学園の寮に入り制服を着て生徒指導室に向かい知らされたのは驚きの処遇だった。
『私がEクラスってどうゆうことよ! 『よるコン』ではCクラスだったはずよ!』
渡された書類の『Eクラス』という文字を睨みつけてからグシャッと握りしめた。担任だという男性教師は大きなわざとらしいため息を吐いた後これまたわざとらしい笑顔を作った。
『また己を知らぬ転校生か。Eクラスであることに納得がいかないのだろうな…。他校でならDクラスである者はみなこうなる』
男性教師はパレシャに関する書類をパラリと捲って目を通し驚愕で止まった。
『おいおいおい。南部学園でEクラスの中でも底辺じゃないか。
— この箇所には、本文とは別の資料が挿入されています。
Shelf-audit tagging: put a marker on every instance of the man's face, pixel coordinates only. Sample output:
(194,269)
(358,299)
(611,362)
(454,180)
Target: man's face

こんなのよく転校を許したな。
ああ…他校と平均点を近づけるとか言ってたなぁ。
問題さえ起こさなければいいって生徒なのだろう』
男性教師の手元には遠の昔にパレシャに関する書類があったはずだが生徒一人一人に気を配るつもりがないため今日の今日まで目を通していなかった。
「とにかく明日から遅刻だけはしないように。Eクラスは出席に関してだけは非常に厳しいからね」
わざとらしい笑顔でわざとらしく優しい口調である。
「どうして?」
『おいおい。年上の教師に対して敬語も使えないのかよ』
Eクラスの生徒に慣れている男性教師はにこやかな顔は崩さない。
「社会のルールと集団のマナーなどを身につけるためだよ。決められた時間を守るというのはとても大切なルールの一つだからね」
「ふーん。でも休みたくなったらどうするの?」
「それでも学園へは来て、まず保健師に具合を見てもらい保健師の管理の元で休養はできるよ」
「げっ! 監獄みたい」
『Eクラスの生徒だけだよ、とは言わないがな』
男性教師は笑みを深めた。Eクラスは過保護な親を持つ者や低劣な行動をする子だと親から見られている者が多数である。
『パレシャ・ユノラドは…親の過保護生徒か。これは問題行動もこれからはありそうな生徒だな』
男性教師はパタンと資料を閉じる。
「では今日から君はわが校の生徒です。校風に恥じない行動をお願いしますね」
「はぁい」
パレシャはとっとと立ち去りその後ろ姿がいなくなると男性教師はどうしたものかと資料の背で自分の頭をポンポンと叩いた。
翌日パレシャは早速行動を開始した。
『私はなぜかCクラスになれなかったけど、会いたい人たちはCクラスにいるはずよ』
パレシャはランチを終えた後に二年Cクラスの後ろ扉から教室内をくまなく見ていく。
「あっれ?? おかしいなぁ。誰もいないわけないんだけどなぁ。アリサと友達になって攻略対象者の婚約者たちを蹴落とさなきゃならないのにぃ。
やばっ! もう時間だ。授業も遅刻はするなって言われてるんだった」
急いでEクラスに戻ろうと勢いよく半回転した。
ドッシーン!!!
「うわっ!」
「きゃあ!」
誰かにぶつかり二人は互いに尻もちをついた。
「いたたた」
衝撃で目を瞑っていたパレシャは男子生徒と思われる声の方を向いて目を開けた。
「かっこいい…」
「はあ??」
ミディアムな長さのビロードのような深い緑の髪は具合よくナチュラルでキリリと整った細い眉の下の黄色味の強い金色の瞳は怒っているのか少し釣り上げているが美形容姿は健在である。
『絶対絶対、ズバニールだよねっ!』
パレシャは手を胸の前に組んで羨望の眼差しをズバニールに向けるのでズバニールは尚更眉を寄せる。
「なんだ、おまえは?」
「わ、わたし、転校してきたばかりなんですけど、クラスの子にこのクラスにすっごいかっこいい人がいるって聞いて会ってみたくてっ!
それってきっと貴方のことですよね?」
ズバニールはキョトンとしたがパレシャが言っている意味を理解するとニヤリと笑いスマートに立ち上がりパンパンとズボンの汚れを叩いた。そして髪をかきあげる。
「まあ。おそらくそれは俺以外にはいないだろうな」
座ったままのパレシャはまるで神に祈るかのような瞳をズバニールに向けたままだ。
カーン……カーン……
「やっば、予鈴だ! 授業に遅刻しちゃう!」
この後鐘が三回鳴ったら教師が入室してくることは午前中の授業で学んだ。
身軽に立ち上がるとスカートを翻して走り出した。
「おいっ! また来てもいいぞ」
「はぁい!!」
振り向きもせずに手を振る後ろ姿を見ていると夜空色のツインテールが喜んで跳ねているようでズバニールは自然に笑顔になっていた。